What are YARA rule best practices?

Learn about ways to create efficient YARA rules for your organization

Table of Contents

  1. Prerequisites
  2. YARA rule best practices


YARA rule best practices

Understand YARA best practices to create efficient rules.

  • Build and use templates to help stay organized and consistent
    • Use a consistent template when developing files for particular file types
    • Use consistent metadata that helps you remember and share the details of analytical intentions and notes behind how a rule works
    • Use // to add comments after strings and conditions directly within a rule to explain what they are if they are not easily understood or human readable
      • For example: uint32be(0) != 0x52617221 // not Rar! header
  • Use a naming convention that helps analysts understand the intent of the rule based only on the name. This will also help keep similar rules next to each other when sorted by name.
    • Many intelligence and security companies use a convention that details the malware family, associated threat actor, and things such as file type
    • Example naming conventions:
        • APT41_DEADEYE_Backdoor_PE_Strings
        • NOBELLIUM_Dropper_ISO_1
        • DARKSIDE_Ransomware_PE_Imphash
        • Methodology_XOREncoding_DOSStrings_PE
        • Methodology_Toolmark_Pastebin_ELF
        • Methodology_RemoteTemplates_URIRegex_RTF
  • Use file magic liberally to focus your matching on the right file types
    • Apply file magic conditions often for PE, ELF, Mach-O, and other file types
    • Rather than doing one rule for all major file types, break your idea into multiple rules, with one for each file type as appropriate
    • Common file magic:
      • PE: uint16(0) == 0x5A4D //PE “MZ” header
      • ELF: uint32(0) == 0x464c457f //ELF header
      • MACHO: uint32(0) == 0xfeedface or uint32(0) == 0xcefaedfe or uint32(0) == 0xfeedfacf or uint32(0) == 0xcffaedfe or uint32(0) == 0xcafebabe or uint32(0) == 0xbebafeca
    • Apply exclusions to file magic, too. For example, if you know you’re not looking for a PE, you could specify the condition uint16(0) != 0x5A4D
  • Conditions in YARA rules are evaluated from left to right, so use static feature evaluations first before string matching conditions
    • Example: filesize <5MB and uint16(0) == 0x5A4D and $a and $b
  • In the event that a rule matches too many legitimate software files or too many files to be useful:
    • Consider excluding signed software, using the condition pe.number_of_signatures == 0
    • Consider adding filesize limitations or breaking a rule into several for filesize bands, one for <1MB, another for >1MB and <2MB, another for >2MB and <3MB, and so forth.

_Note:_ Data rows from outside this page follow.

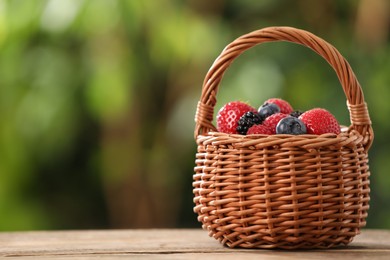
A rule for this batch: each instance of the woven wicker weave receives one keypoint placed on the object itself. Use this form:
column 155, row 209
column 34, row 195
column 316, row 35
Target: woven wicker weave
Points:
column 282, row 191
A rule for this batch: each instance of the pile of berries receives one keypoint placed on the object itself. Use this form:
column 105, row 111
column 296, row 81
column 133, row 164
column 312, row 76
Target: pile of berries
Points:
column 275, row 116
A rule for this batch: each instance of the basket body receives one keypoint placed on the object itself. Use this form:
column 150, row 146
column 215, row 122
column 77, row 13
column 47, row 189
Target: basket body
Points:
column 273, row 192
column 282, row 191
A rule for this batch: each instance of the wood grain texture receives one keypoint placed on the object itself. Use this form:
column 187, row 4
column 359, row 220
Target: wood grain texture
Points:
column 169, row 244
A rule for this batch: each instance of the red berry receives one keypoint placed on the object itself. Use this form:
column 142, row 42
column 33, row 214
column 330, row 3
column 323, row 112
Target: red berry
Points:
column 229, row 114
column 259, row 129
column 320, row 121
column 284, row 106
column 272, row 121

This helps one manage the “size of the haystack” for match count.
    • Consider adding file type exclusions, such as uint16(0) != 0x5A4D or not pe.is_pe
    • Consider breaking a rule into several file type bands, where you do one for PE (using pe.is_pe) and one for not PE (not pe.is_pe)
  • Use nocase selectively as this not only eats up memory, but also may cause false positives on shorter strings where casing variations cause matches on random or otherwise benign things
    • For example, if you are searching for the camel-cased $a = ”KeRnEl32.dLl”, it will only match on that exact casing, which is very unique. However, if you add nocase to the end of that, YARA will create every possible casing variant and will match on the typical kernel32.dll which is in almost all Windows executables
  • Use regular expressions (regex) carefully:
    • Strings in a YARA rule (such as $a = “thisstring”) are extracted as an atom for matching on files in memory
    • Strings shorter than 6 bytes are likely to have false positive, incidental, or random matches on arbitrary data. Use longer, more unique strings to ensure high-quality matching
      • An example of a bad string is “FNoC”. While this seems unique, it may match accidentally on large chunks of base64 encoded data. 
      • An example of a good string is “FNoC3haB”. This is long enough to minimize arbitrary matches on other data.
    • Regexes use a lot of memory and can slow down or make rules ineffective if they are not anchored in a string
      • A regex like $a = /[a-zA-Z0-9\s]{5}/ has no string to form an atom and will thus run over every byte in every file, consuming a lot of memory and resulting in a lot of matches
      • Each regex should have a string to help form an “atom”, otherwise the regex will be unnecessarily matched against all bytes in a file
      • With a regex such as $a = /somethinghere[0-9]{5,43}/, the somethinghere portion will be extracted as an atom as if it were any other string condition. Then, the regex will only be evaluated over the offset where that atom matched. This means the regex will not run unless the atom matches in the file.
  • Remember that because YARA is so flexible, there are multiple ways to accomplish the same task, and it will be difficult to know which one is more “optimal” in any given situation.
    • For example, to denote the ELF header, one could do all of the following:
      • $elf = "\x7fELF"
      • $hex = { 7f 45 4c 46 }
      • condition:
        • and $elf at 0 //vintage header style in string
        • and $hex at 0 //vintage header style in hex
        • and uint16(0) == 17791 //this is the integer of hex 45 7F
        • and uint32(0) == 1179403647 //this is the integer of hex 464C457F
        • and uint32(0) == 0x464c457f //magic in little endian hex
        • and uint32be(0) == 0x7f454c46 //magic in big endian hex
        • and elf.type == elf.ET_EXEC //specifies EXEC using ELF module
      • No one of these conditions specifications are meaningfully more performant. It is very difficult to identify performance differences, and those that are identified are not statistically significant because they are within the computational noise range.
      • Choose a convention for things that makes the most sense to you, makes the most sense to analysts, and is the easiest to understand and remember. We prefer to use the hex notation in big-endian because it is most similar to how analysts typically view file bytes.